Backlash from MSF and the international community following the release of the Pentagon’s report suggests that the Pentagon is not perceived as sufficiently impartial, and was not an appropriate institution to be gauging US military compliance with International Humanitarian Law.
Instead, MSF has demanded an independent investigation by the International Humanitarian Fact Finding Commission (IHFCC), citing a lack of transparency in the US investigation, coupled with the disciplinary action taken against the US personnel who conducted the attack (according to the Pentagon report, such actions included suspension, letters of reprimand, formal counselling and retraining). However, the likelihood of such an investigation commencing is questionable, given the Commission has never before been used, and both the US and Afghanistan would have to agree to the investigation before it could commence. 3
The IHFFC was created by Article 90 of Additional Protocol 1 to the Geneva Conventions, and is a commission created to ascertain controversial facts in situations of mutual allegations and denials of violations under IHL. On its face, it appears to be a more logical institution for gauging US military compliance with International Humanitarian Law. However, the major drawbacks to the Commission include its consent-based safeguards for state sovereignty, which limit the Commission’s ability to commence an inquiry to circumstances where one state that has recognised the Commission’s competence by declaration, unilaterally requests an enquiry against another state that has made the same declaration. While the Commission may seek to conduct an enquiry on an ad hoc basis (meaning that a party to an armed conflict has not made a declaration to accept the Commission’s competence) consent must first be sought. If consent is refused, the Commission is not permitted to commence an enquiry. Currently, only 76 states have recognised the Commission’s competence, none of which include Afghanistan or the United States. 4
The question of how to improve compliance with IHL obligations is not a new one. One of the key proposals at the 32nd International Conference of the Red Cross and Red Crescent was to create:
A non-binding voluntary mechanism which would bring states together to:
(1) Exchange information and best practices on key thematic and technical issues; and
(2) Participate in a voluntary self-reporting process on IHL compliance.
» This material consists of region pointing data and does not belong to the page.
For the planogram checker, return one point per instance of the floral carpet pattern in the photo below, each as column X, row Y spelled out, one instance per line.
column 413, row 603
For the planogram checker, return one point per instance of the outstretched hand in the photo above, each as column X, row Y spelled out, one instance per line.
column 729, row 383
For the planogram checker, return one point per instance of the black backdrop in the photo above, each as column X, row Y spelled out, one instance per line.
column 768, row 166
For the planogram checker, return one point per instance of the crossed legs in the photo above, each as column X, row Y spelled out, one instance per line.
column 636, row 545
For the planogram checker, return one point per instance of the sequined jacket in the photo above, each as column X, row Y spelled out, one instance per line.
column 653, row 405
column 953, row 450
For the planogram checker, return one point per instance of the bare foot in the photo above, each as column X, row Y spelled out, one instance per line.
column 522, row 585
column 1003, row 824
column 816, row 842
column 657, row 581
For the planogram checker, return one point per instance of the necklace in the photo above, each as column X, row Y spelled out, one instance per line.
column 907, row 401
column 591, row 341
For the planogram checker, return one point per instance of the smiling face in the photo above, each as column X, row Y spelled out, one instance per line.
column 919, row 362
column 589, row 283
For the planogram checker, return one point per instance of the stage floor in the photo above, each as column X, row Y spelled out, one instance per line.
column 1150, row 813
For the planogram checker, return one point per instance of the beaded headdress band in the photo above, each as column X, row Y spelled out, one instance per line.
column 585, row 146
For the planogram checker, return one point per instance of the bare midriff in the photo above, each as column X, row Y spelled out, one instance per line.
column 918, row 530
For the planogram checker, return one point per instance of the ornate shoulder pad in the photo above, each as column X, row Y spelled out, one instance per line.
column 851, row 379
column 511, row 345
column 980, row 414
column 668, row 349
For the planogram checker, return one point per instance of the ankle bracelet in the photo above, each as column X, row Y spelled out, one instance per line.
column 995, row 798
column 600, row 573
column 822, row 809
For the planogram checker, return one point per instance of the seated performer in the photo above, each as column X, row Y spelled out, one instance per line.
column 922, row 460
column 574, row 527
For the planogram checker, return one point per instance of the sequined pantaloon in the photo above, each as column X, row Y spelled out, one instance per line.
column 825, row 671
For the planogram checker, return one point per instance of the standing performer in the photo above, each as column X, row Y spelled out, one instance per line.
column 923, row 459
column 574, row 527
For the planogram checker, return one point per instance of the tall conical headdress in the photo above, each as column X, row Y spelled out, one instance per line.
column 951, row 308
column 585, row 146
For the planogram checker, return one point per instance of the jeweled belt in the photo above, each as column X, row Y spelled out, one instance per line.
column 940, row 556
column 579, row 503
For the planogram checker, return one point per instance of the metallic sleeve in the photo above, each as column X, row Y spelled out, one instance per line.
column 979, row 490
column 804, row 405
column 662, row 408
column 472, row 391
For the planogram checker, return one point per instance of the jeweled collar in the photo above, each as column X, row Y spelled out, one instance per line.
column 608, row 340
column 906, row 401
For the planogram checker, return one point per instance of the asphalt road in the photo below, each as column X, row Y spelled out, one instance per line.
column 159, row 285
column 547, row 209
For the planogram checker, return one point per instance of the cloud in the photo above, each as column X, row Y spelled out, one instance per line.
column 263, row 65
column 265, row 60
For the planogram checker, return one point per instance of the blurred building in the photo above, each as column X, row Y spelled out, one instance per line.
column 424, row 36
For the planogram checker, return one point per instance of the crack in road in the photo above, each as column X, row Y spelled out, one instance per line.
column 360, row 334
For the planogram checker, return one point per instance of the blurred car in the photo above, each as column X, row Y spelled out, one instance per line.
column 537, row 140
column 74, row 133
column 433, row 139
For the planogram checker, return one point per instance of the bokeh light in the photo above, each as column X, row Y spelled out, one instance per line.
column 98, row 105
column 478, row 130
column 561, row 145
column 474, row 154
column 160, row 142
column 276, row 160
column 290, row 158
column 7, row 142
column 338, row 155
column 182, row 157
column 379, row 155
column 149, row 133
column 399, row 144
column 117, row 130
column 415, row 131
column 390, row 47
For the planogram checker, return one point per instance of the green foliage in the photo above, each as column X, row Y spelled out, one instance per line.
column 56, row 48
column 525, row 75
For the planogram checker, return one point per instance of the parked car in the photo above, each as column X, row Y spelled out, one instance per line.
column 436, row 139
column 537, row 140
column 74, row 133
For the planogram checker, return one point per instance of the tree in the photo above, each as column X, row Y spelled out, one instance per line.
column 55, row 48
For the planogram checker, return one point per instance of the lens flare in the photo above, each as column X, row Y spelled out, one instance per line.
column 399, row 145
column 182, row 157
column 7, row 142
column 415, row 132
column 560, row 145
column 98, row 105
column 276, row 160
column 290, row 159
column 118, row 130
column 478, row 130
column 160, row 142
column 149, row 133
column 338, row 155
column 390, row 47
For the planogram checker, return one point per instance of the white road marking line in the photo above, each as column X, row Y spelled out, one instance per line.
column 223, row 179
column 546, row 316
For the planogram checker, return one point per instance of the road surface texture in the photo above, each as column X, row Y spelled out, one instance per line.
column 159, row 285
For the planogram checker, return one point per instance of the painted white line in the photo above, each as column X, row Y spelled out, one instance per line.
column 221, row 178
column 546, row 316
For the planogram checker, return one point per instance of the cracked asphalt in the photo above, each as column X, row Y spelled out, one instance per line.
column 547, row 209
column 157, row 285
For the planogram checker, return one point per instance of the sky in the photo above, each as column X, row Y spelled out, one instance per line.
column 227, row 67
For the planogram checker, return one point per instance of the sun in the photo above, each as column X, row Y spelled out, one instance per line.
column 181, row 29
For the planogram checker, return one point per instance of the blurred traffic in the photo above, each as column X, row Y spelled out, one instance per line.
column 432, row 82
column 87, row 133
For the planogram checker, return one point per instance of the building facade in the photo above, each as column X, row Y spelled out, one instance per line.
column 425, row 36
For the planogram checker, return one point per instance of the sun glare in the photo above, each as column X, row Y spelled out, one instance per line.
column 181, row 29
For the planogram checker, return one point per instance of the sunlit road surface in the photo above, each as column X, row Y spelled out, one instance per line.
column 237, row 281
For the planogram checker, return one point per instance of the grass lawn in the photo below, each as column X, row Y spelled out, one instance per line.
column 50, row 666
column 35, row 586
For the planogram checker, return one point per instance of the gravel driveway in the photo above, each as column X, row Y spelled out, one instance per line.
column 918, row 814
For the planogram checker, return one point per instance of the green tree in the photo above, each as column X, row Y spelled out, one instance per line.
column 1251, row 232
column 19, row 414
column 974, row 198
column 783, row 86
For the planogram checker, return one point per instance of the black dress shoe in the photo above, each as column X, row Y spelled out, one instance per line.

Despite the rhetorical recognition that this is a problem, there is no real political will to engage substantively to make things better.
In light of the tragedy at the hospital in Kunduz, the necessity of finding appropriate mechanisms and institutions to resolve international legal disputes is more pressing than ever. The failure to determine accountability for indiscriminate attacks by states and individuals alike sets a dangerous precedent.